CALGARY, Alb. – En partenariat avec BFL CANADA, Hockey Canada a annoncé les lauréates nationales ainsi que provinciales et territoriales du prix de l’Entraîneuse de l’année BFL 2022, qui rend hommage aux entraîneuses qui ont prêché par l’exemple en faisant preuve de franc-jeu, qui se sont investies activement dans le développement de chaque athlète et de chaque membre du personnel et qui ont contribué au hockey de façon importante pendant la saison 2021-2022.

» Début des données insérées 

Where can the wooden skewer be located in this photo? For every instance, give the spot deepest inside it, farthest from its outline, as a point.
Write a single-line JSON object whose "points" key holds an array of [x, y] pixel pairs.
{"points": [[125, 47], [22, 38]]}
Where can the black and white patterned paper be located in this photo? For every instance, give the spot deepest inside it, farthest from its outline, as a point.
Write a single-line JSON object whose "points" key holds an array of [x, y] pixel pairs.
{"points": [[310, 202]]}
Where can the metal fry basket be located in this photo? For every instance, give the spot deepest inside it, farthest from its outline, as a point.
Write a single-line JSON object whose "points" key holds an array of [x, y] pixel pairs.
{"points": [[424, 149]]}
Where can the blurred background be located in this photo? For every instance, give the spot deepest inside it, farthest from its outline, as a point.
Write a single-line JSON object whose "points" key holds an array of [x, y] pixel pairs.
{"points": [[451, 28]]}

Mises en candidature par des parents et des athlètes d’un océan à l’autre et du nord au sud, 3 lauréates nationales et 19 lauréates provinciales et territoriales ont été choisies par le comité de sélection, qui était notamment composé des médaillées d’or olympiques Cassie Campbell-Pascall, Gina Kingsbury et Caroline Ouellette, de Teal Gove de Hockey Canada et de Sacha Vaillancourt, vice-président et directeur d’unité, Sports et loisirs, à BFL CANADA.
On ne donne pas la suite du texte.